A Thesis Presented to the Faculty of the College of Natural Science Michigan State University

In Partial Fulfillment of the Requirements for the Degree Master of Science

by

David Gordon Gossman

June 1979

CHAPTER V

DIFFERENTIATION OF THE INITIAL ORGANIZATIONAL NEEDS

In any system oriented analysis of a problem, the first step is to break the problem (or system) down into a number of inter-related subsystems. The quantitative system for the assessment of initial organizational needs will be broken down into the following subsystems:

1. Information and specialty needs

2. Specialty philosophical differences.

3. Specialty vocabulary differences.

4. Organizational complexity.

Each of these quantative subsystems will be described in detail in the following chapters. As this is done, the interrelationships among the disciplines will become clearer. In the conclusion an attempt will be made to show those interrelationships and the overall system in a flowchart-like manner. The following are brief non-quantitative descriptions of each of the subsystems.

Information and specialty needs. The information and specialty needs subsystem involves an assessment of the particular problem itself. This assessment should first indicate what difference types of specialists will be needed to solve the problem. Secondly, the assessment mush indicate which specialists will need information from which other specialists. The combination of these two groups of information will result in a graph or matrix, depending on what is needed, which will provide the foundation for an eventual organizational chart.

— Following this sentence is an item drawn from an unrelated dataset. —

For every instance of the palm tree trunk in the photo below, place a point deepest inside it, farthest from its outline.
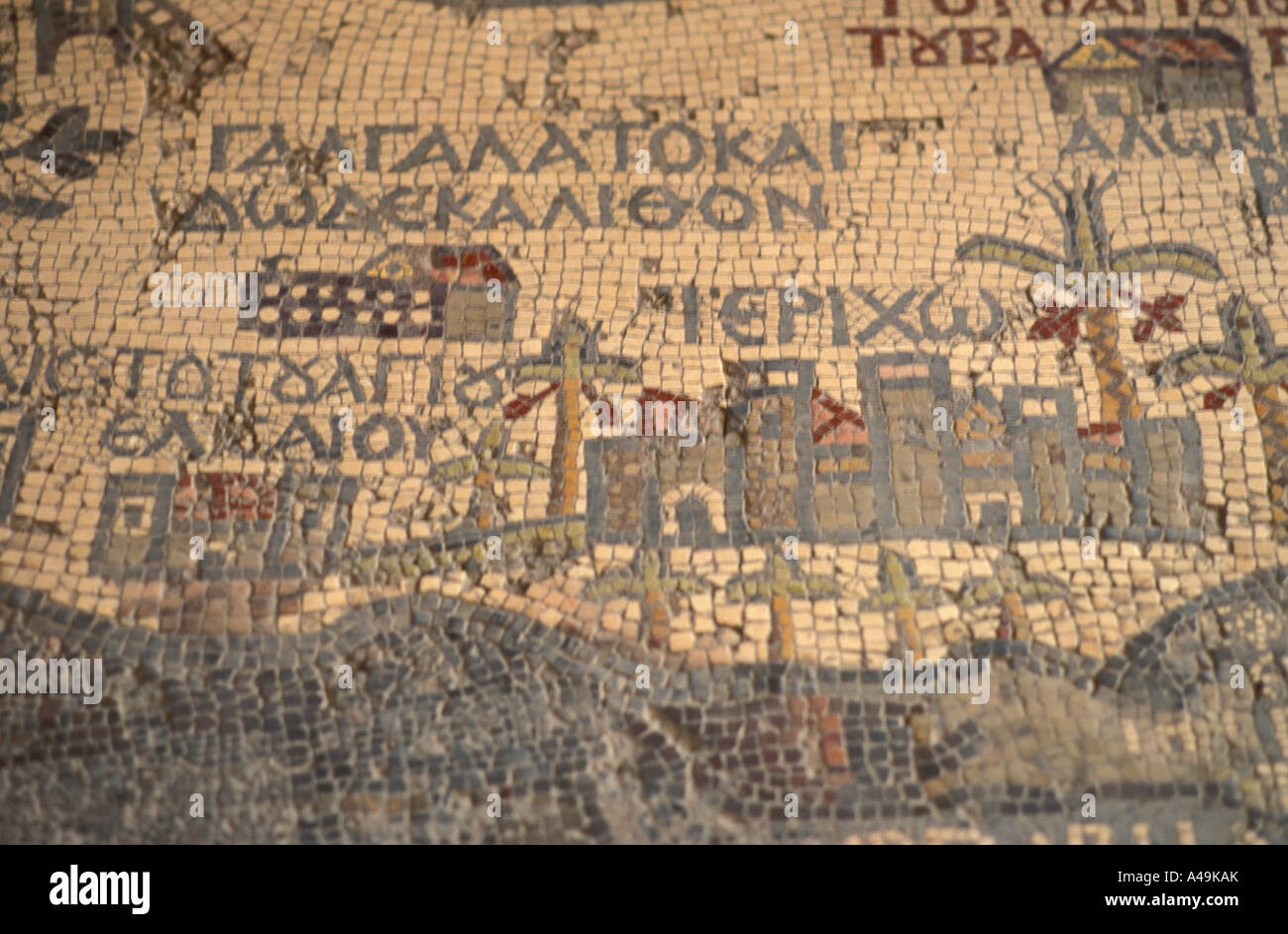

Specialty philosophical differences. The philosophical difference between one specialist and another is based on the idea that the methods and goals in one specialist's field of study is not necessarily equivalent to that of another's. This difference greatly affects the ability of two specialists to work and communicate with one another. The degree to which these differences exist must then be applied as a directly modifying factor in the design of the organizational chart. This factor must also be taken into account when measuring the organizational complexity.

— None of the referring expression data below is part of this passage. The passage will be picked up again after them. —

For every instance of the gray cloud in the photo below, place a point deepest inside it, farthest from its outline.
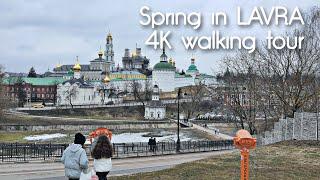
(43, 33)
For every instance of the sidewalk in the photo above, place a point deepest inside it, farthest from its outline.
(120, 166)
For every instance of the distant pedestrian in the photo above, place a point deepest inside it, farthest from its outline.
(154, 144)
(75, 158)
(102, 153)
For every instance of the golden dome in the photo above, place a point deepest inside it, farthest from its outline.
(170, 60)
(77, 66)
(106, 80)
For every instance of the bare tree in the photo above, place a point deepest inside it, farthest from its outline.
(195, 94)
(291, 73)
(274, 81)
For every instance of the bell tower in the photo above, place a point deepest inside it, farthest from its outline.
(109, 54)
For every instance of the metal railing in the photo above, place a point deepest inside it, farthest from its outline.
(20, 152)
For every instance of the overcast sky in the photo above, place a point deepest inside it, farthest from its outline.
(44, 33)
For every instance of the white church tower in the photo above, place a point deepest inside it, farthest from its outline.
(109, 54)
(76, 70)
(154, 109)
(163, 74)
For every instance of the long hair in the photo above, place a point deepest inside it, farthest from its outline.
(103, 148)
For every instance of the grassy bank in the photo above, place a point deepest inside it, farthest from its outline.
(287, 160)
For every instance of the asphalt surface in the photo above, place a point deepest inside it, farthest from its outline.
(55, 171)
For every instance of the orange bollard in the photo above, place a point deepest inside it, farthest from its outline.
(244, 142)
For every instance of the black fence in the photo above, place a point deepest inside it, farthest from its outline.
(20, 152)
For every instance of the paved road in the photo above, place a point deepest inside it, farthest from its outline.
(55, 171)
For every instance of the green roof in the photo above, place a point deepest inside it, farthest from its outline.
(163, 66)
(46, 81)
(192, 67)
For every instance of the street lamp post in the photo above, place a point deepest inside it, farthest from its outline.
(178, 133)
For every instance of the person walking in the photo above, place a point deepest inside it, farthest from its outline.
(75, 158)
(102, 153)
(154, 144)
(150, 143)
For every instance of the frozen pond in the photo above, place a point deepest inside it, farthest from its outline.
(144, 137)
(123, 137)
(44, 137)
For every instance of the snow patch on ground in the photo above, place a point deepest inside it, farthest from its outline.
(138, 137)
(43, 137)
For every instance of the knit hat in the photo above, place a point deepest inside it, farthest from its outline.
(79, 139)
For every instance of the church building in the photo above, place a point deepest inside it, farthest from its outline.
(155, 109)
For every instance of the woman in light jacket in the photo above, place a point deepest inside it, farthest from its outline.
(75, 158)
(102, 153)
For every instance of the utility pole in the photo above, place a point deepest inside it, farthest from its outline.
(178, 133)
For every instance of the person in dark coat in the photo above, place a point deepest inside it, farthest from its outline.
(150, 143)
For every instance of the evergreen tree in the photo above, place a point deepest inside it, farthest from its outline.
(22, 95)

Specialty vocabulary differences. The idea that one specialty's vocabulary is different from another is similar to and perhaps easier to understand the idea of philosophical differences. Specialty vocabulary differences also have similar, although less marked, effects on the organization chart when compared to philosophical differences. It is much easier to learn a new vocabulary than to learn an entirely new way of looking at things.

Organizational complexity. There is but one last, yet crucial, subsystem needed to complete the assessment system - organizational complexity. This factor is largely ignored by R&D organizations regardless of the fact that this poor planning can be devastating. Many organizational problems such as communication bottlenecking, individual communications overload and underload, and authority/responsibility distribution problems are a result of inadequate or nonexistent assessments of organizational complexity.